Dr. Rolando Emmanuelli Jiménez
Abogado y Profesor de Derecho

El fascismo no es un fantasma lejano de Europa en los años treinta. Es una lógica política que reaparece cuando el capitalismo entra en crisis y las élites recurren a soluciones autoritarias para preservar el orden. No es simplemente un estilo agresivo o un insulto, sino un fenómeno histórico con reglas propias: exige un mito de renacimiento nacional, busca destruir la oposición política, moviliza a las masas en torno al líder y, en su fase radicalizada, necesita guerra o represión para sostenerse.

La historia demuestra que ninguna sociedad capitalista que haya abrazado el fascismo radicalizado ha logrado estabilizarse sin desencadenar un conflicto civil interno o internacional. Alemania, Italia y España son la prueba viva: sus regímenes no pudieron vivir en paz con sus pueblos ni con sus vecinos. El fascismo no sabe gobernar en calma. Vive de la confrontación permanente, y cuando no hay enemigos, los inventa. Por eso vemos un Donald Trump con su Departamento de la Guerra, viendo enemigos fantasmagóricos tanto en Chicago como en Venezuela.

El teórico Roger Griffin definió el fascismo como un proyecto refundacional: la promesa de renacer la nación después de un supuesto período de decadencia. Esa narrativa exige enemigos internos y externos que expliquen la decadencia y que puedan ser eliminados para que la nación resucite. Robert Paxton, por su parte, explicó que el fascismo pasa por cinco etapas, y que en la última, cuando ya está en el poder, se radicaliza para cumplir su promesa de transformación total.

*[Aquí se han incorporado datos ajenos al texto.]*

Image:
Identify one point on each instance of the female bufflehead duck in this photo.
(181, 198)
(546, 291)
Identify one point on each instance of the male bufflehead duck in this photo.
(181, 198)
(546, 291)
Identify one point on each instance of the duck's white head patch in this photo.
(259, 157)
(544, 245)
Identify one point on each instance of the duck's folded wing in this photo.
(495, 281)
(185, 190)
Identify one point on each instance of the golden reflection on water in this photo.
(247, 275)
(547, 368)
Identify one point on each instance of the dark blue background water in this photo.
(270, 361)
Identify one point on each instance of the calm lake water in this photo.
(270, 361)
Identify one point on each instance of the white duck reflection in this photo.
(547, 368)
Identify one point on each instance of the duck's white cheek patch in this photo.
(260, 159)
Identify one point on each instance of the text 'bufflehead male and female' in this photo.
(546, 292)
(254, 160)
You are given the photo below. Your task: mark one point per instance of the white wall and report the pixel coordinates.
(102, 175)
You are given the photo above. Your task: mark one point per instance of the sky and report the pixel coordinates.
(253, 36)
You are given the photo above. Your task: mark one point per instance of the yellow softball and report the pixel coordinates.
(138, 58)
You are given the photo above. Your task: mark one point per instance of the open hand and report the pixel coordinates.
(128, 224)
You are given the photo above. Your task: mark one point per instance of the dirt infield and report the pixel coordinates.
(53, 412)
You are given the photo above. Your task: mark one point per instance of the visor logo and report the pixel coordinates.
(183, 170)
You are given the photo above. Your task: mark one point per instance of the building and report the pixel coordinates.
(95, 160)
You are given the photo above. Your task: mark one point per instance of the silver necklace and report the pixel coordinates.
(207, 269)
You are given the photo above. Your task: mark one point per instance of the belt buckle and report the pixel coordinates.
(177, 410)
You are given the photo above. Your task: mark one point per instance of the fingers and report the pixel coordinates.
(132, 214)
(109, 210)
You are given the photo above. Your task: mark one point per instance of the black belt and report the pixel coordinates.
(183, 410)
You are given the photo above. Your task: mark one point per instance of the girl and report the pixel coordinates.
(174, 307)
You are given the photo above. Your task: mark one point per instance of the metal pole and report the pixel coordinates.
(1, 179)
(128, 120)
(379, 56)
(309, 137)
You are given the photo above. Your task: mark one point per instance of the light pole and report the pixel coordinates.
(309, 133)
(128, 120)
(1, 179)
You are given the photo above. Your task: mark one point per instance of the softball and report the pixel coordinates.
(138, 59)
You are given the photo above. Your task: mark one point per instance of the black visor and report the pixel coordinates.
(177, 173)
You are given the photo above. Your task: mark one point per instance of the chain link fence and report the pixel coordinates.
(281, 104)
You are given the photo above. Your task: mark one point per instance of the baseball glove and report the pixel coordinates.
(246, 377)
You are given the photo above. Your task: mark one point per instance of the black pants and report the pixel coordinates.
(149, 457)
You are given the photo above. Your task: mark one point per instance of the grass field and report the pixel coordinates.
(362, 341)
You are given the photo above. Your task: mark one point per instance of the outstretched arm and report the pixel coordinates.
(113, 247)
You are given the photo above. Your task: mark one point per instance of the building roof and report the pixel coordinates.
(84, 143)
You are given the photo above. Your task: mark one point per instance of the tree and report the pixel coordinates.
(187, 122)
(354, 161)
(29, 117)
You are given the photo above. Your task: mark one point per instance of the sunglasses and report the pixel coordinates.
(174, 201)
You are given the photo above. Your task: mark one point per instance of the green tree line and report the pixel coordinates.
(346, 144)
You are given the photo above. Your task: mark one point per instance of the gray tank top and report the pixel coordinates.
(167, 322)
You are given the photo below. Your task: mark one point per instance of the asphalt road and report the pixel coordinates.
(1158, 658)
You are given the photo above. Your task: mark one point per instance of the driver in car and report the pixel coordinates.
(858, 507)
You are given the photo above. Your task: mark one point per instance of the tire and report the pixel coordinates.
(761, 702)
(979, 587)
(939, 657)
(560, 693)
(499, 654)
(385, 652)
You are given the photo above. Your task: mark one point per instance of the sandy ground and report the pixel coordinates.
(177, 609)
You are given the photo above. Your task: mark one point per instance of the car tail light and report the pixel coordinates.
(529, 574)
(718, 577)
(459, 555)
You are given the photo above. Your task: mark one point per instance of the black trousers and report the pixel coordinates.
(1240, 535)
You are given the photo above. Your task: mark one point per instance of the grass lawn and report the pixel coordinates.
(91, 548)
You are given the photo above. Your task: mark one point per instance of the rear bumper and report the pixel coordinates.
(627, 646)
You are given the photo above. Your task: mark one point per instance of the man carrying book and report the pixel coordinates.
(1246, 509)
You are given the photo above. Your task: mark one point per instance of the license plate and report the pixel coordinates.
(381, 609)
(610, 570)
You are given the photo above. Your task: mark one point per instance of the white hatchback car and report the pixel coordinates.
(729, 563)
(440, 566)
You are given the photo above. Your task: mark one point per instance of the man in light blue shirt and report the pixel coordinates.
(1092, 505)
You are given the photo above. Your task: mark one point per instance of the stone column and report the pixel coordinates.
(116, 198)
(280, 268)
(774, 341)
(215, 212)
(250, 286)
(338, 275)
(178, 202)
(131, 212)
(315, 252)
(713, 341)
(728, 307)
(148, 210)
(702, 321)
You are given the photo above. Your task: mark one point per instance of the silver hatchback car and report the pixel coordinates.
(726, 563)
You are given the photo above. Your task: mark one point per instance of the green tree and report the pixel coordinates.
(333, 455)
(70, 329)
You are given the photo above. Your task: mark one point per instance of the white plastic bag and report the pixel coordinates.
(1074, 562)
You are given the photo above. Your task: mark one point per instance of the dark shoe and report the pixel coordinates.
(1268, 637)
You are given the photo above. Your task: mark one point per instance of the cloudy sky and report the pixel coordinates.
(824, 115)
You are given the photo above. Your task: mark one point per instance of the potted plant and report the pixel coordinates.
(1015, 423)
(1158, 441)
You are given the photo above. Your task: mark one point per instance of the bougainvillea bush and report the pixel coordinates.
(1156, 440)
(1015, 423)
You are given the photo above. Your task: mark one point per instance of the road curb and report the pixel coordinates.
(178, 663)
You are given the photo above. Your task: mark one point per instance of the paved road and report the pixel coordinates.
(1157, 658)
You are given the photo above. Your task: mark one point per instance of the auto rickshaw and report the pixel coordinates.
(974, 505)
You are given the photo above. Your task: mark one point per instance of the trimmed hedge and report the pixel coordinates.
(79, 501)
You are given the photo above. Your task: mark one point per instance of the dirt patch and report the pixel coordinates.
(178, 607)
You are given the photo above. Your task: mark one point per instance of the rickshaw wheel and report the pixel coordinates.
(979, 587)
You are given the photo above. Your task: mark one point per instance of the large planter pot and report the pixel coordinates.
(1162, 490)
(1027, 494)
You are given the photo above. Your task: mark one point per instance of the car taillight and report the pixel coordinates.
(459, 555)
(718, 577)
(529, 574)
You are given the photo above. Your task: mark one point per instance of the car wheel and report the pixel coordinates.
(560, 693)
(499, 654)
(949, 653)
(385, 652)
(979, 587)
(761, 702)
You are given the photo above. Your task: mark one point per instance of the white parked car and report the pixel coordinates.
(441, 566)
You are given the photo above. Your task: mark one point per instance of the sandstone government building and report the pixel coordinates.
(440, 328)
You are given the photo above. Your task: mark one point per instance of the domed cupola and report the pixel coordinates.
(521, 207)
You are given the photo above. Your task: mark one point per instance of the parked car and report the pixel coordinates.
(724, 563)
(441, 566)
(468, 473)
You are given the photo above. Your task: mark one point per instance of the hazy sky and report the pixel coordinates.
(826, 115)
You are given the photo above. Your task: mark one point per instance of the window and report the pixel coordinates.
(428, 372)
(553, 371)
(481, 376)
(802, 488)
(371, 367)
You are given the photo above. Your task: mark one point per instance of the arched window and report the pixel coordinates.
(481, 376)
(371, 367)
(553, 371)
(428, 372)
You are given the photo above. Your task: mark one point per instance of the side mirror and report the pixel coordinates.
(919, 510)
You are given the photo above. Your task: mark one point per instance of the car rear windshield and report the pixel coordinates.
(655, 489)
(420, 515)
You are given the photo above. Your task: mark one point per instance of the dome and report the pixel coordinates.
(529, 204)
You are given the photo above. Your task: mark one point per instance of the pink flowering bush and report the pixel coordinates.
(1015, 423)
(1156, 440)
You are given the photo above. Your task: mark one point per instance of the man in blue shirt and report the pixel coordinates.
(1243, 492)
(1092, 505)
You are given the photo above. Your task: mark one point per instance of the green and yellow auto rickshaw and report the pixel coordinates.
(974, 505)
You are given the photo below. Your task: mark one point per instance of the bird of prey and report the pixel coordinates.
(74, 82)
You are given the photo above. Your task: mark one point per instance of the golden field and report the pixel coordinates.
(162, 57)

Esa radicalización casi siempre conduce a la guerra interna o externa.

El fascismo no puede estabilizarse en frío porque su fuerza reside en la movilización permanente. Requiere victorias espectaculares: aplastar sindicatos, aniquilar minorías, conquistar territorios. Sin esas hazañas, las masas movilizadas se frustran, los líderes pierden legitimidad y el régimen se desmorona. Por eso la historia muestra que los fascismos se sostienen solo mientras generan violencia, represión o expansión.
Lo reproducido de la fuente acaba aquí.